KB Homes, one of the largest homebuilders in Nevada and the nation, explains as much in its 2017 annual report. Strong housing price increases in 2016 and 2017 “reflected our strategic focus on positioning our new home communities in attractive, land-constrained locations that feature higher-income buyers” – high-income buyers displaying the latest Ford Brobdingnagian in their new driveway, presumably.

And in Southern Nevada, well, it’s not 2010 anymore. As an industry newsletter reported earlier this year, “Production of all homes – detached and attached – priced under $250k has been nearly eliminated as base prices have shifted into the $350k-$450k range.”

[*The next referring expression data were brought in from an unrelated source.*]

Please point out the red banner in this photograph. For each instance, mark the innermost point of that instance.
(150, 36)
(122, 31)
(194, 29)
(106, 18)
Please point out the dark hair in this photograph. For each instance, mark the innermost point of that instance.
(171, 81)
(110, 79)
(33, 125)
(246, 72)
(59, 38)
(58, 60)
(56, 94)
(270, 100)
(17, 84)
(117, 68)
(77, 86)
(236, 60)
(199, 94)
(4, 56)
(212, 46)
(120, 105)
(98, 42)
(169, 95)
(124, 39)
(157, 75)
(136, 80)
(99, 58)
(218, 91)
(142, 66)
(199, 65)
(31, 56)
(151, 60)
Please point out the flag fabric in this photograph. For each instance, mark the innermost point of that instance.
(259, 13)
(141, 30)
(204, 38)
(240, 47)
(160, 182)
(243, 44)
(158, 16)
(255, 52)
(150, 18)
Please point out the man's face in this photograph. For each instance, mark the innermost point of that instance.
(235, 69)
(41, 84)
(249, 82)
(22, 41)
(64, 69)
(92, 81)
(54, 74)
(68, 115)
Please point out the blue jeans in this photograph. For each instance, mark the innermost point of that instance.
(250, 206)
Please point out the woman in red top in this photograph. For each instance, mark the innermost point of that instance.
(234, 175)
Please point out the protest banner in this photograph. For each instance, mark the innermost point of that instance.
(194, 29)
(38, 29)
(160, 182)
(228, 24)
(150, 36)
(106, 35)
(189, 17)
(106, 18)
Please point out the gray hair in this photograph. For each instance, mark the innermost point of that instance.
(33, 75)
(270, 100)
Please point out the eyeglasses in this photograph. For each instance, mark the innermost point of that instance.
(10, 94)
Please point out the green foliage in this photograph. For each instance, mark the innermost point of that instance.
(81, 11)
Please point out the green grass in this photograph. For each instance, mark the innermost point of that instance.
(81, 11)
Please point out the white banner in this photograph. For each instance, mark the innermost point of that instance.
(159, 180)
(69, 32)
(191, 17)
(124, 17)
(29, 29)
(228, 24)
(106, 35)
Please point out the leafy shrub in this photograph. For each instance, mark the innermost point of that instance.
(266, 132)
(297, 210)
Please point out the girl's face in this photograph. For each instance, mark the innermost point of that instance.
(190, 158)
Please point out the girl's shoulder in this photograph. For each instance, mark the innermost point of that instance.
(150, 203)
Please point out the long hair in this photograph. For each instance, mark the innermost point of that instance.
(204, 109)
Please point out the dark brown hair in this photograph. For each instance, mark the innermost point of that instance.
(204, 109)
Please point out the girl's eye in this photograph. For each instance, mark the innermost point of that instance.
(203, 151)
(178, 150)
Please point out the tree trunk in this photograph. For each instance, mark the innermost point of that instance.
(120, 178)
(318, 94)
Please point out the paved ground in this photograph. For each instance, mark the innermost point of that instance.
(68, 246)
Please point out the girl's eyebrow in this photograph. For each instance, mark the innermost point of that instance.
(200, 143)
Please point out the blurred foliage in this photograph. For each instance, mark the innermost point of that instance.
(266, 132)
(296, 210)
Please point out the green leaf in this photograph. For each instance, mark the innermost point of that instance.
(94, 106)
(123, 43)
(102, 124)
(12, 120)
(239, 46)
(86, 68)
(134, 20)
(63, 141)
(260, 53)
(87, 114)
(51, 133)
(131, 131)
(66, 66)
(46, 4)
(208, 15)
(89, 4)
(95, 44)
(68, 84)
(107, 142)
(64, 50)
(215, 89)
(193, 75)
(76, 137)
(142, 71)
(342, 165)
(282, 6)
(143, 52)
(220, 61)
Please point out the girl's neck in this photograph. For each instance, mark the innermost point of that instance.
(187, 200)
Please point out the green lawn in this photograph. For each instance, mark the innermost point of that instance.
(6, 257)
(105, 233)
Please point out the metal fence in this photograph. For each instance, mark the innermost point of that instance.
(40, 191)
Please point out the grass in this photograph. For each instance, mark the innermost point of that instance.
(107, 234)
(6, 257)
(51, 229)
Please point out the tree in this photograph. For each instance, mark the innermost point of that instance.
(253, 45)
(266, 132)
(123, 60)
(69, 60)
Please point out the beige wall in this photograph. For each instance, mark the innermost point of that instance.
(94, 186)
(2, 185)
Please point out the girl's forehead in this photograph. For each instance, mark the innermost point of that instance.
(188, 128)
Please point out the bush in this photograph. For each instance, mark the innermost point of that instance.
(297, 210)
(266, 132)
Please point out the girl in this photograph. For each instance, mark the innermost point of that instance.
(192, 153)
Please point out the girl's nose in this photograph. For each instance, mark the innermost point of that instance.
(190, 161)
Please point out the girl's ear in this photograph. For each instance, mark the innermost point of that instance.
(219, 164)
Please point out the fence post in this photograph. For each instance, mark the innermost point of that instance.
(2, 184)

High-income buyers aren’t the only market force that has driven home – and, by extension, housing – prices to increase so much more than other things over the last several decades. The post-war emergence of the 30-year mortgage allowed middle-income Americans to borrow enough money to buy much larger homes than the 900 square-foot, two-bedroom one-bath house that sold for $3,000 in 1940. Now homebuyers, particularly buyers of new homes, prefer houses at least three times that size.

People, well, home-owning ones, anyway, are really quite fond of rising home prices. That’s (one of the reasons) why they don’t want affordable multi-family apartment units in the neighborhood vacant lot currently zoned for a cul-de-sac. It would hurt property values.

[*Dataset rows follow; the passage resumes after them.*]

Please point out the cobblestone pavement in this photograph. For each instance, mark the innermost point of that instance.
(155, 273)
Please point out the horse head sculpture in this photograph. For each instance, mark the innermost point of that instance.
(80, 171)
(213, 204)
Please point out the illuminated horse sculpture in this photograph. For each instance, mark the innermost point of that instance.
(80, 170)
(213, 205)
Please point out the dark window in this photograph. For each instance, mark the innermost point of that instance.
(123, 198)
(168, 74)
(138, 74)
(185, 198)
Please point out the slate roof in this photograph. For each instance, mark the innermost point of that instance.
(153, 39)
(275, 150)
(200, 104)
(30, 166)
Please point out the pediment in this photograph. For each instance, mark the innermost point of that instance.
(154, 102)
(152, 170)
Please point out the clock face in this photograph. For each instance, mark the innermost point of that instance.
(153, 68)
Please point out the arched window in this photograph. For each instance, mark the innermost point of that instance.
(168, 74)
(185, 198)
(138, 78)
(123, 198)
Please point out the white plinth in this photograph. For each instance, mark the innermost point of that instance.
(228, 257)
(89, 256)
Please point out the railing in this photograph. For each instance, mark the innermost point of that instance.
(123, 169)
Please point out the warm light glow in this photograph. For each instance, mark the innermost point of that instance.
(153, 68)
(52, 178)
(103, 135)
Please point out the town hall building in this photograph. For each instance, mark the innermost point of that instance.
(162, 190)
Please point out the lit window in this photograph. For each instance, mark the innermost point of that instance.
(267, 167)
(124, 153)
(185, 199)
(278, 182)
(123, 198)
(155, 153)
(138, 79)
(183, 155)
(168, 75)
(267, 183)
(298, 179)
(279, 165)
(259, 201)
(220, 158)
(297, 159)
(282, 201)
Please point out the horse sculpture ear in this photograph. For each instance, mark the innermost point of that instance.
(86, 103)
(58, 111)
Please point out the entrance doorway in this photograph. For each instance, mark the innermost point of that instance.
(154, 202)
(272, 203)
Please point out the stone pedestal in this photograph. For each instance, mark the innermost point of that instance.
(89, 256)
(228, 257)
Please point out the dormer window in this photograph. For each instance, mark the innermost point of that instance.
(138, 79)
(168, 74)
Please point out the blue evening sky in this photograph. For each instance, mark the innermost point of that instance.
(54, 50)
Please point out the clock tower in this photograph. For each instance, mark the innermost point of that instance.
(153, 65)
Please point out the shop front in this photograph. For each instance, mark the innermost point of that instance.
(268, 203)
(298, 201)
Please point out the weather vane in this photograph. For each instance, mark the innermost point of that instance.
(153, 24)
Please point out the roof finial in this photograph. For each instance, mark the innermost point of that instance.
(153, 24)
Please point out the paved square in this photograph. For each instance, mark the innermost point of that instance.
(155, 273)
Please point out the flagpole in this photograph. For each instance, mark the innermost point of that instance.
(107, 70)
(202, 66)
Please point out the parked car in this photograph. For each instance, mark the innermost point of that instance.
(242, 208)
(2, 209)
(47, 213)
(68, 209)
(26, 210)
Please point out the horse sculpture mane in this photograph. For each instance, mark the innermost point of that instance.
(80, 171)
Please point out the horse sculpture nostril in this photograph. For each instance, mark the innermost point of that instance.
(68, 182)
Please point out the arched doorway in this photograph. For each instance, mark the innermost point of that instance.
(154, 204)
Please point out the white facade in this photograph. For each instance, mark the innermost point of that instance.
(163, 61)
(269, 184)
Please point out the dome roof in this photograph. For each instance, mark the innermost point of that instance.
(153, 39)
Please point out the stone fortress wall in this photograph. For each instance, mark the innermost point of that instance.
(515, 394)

A legislative committee chaired by state Sen. Julia Ratti, D-Reno, was formed last year to study possible solutions to Nevada’s crisis in affordable housing, a term typically meant to mean housing that costs no more than 30 percent of a household’s monthly income. At its meeting in May, probably the most consequential proposal presented was a system of transferable tax credits for housing developers. The state grants the tax credit, and the recipient – developers, in this case – can sell the credit on the market. Yes, there is a market for these things. Buyers pay maybe 80 or 90 cents on the dollar for the credits, which they can then use to pay their state tax bills. Tesla has been granted tens of millions of dollars of transferable tax credits, and sold a lot of them to MGM. And instead of paying taxes with money, MGM pays the state in tax credits.

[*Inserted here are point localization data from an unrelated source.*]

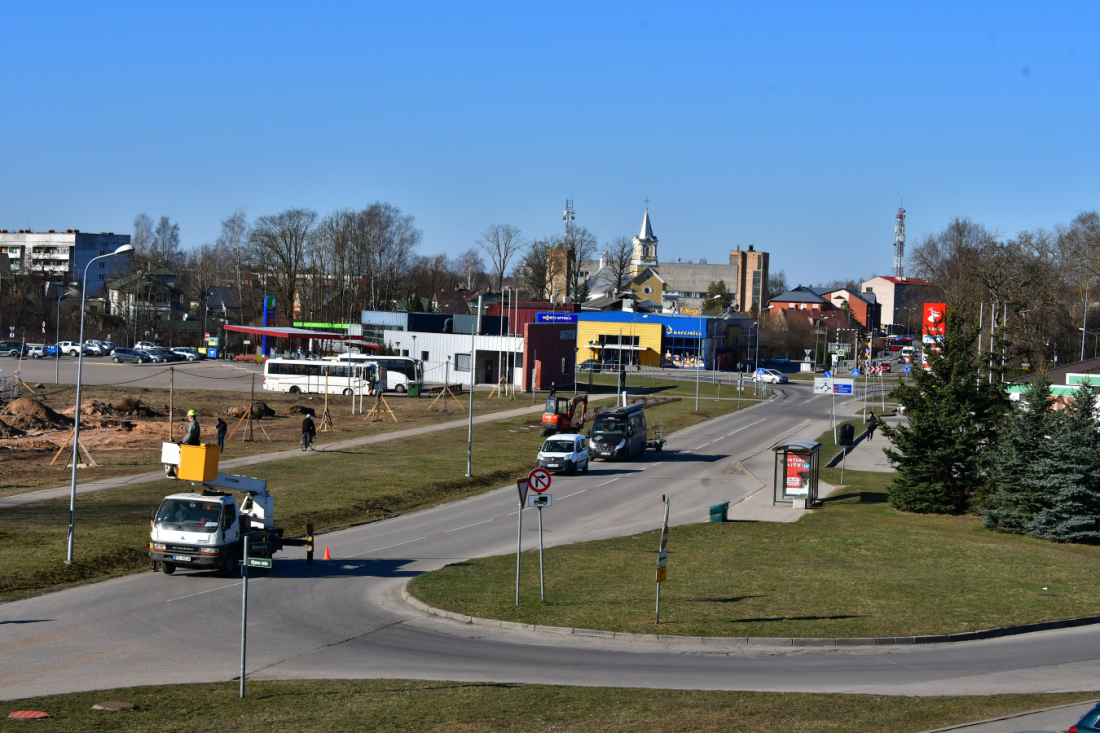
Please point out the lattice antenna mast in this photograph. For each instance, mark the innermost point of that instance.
(569, 216)
(900, 243)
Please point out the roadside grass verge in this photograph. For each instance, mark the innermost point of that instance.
(383, 704)
(138, 452)
(855, 568)
(331, 490)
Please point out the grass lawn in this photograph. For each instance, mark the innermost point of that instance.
(331, 490)
(312, 707)
(122, 453)
(854, 568)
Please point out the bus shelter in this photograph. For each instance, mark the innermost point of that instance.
(796, 468)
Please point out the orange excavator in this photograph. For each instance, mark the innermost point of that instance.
(564, 414)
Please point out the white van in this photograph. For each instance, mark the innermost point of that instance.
(564, 452)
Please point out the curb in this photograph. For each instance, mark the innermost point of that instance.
(756, 641)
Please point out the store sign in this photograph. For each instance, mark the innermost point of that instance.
(556, 318)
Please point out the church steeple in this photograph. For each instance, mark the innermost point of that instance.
(645, 247)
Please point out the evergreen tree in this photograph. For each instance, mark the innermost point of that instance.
(1070, 476)
(1020, 491)
(942, 455)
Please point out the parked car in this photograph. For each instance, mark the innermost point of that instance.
(769, 376)
(120, 356)
(564, 452)
(188, 353)
(73, 349)
(13, 349)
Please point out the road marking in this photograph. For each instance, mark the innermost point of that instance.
(468, 526)
(387, 547)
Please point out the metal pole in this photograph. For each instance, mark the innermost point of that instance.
(542, 584)
(244, 609)
(519, 536)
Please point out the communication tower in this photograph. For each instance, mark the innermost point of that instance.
(900, 243)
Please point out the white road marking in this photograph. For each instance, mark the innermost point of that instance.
(468, 526)
(387, 546)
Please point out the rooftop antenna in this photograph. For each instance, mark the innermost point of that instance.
(900, 243)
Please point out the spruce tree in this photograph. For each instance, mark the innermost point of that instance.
(1069, 474)
(953, 411)
(1020, 490)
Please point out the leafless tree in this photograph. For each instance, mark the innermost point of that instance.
(501, 242)
(278, 243)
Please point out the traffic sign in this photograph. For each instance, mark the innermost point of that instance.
(539, 480)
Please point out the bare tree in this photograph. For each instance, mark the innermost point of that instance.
(501, 242)
(278, 242)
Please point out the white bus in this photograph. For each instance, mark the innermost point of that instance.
(399, 370)
(303, 375)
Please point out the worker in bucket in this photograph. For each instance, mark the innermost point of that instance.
(191, 437)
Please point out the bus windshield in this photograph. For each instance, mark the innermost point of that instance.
(609, 426)
(190, 514)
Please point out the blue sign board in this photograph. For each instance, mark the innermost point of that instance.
(556, 318)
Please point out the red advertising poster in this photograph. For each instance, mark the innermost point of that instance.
(934, 318)
(798, 473)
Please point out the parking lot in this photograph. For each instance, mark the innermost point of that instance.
(228, 375)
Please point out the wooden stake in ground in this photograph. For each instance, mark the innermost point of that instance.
(83, 448)
(172, 373)
(326, 417)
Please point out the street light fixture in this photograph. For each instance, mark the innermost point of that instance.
(125, 249)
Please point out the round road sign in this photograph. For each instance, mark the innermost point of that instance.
(539, 480)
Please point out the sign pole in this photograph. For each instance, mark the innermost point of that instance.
(244, 609)
(542, 586)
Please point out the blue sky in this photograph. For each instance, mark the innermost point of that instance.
(795, 127)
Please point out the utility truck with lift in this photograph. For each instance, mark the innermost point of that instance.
(205, 528)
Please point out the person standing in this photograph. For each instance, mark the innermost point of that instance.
(220, 429)
(191, 437)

The state can spend money on things like education or mental health services. The state can’t spend tax credits on that. Once tax credits are granted, it is money that the state effectively loses.

Even if tax credits were a good idea, a debatable proposition at the very least, perhaps even more debatable is whether the $80 million currently envisioned in the program would spur enough supply to meet the enormous demand for affordable housing reflected in the chart at the top of this page.

Tax credits aren’t the only solution under consideration by the committee. There is the customary demand from developers for less fees and regulations. And inclusionary zoning – requiring developers such as to KB build a certain portion of affordable housing when projects in “attractive, land-constrained locations that feature higher-income buyers” are approved – was on the committee’s agenda last week.

Housing in the U.S. is burdened with historically bad and often institutionally racist federal, state and local policy. Society has put a stigma on what little public housing there is, in Nevada and the nation. Funding for low-income housing vouchers is not going to be a priority in the Washington D.C. of Donald Trump and his wildly unqualified Housing and Urban Development Secretary, Ben Carson.

I freely admit that I don’t have an easy solution. But the traditional approach to housing, as reflected in tax credits or relaxed regulations, is to somehow help developers – to somehow help the market forces of supply and demand work their magic and fix the problem.

That chart at the top of this page shows nothing if not a huge demand, just waiting, presumably, for innovative entrepreneurs to swoop in and provide the supply, as per conventional understanding of market forces.

The law of supply and demand has failed to deliver a basic need. But it has successfully delivered a warning: Housing policy based on faith in markets is doomed to fail.

Note: An earlier version of this commentary misstated the estimated market price of transferable tax credits.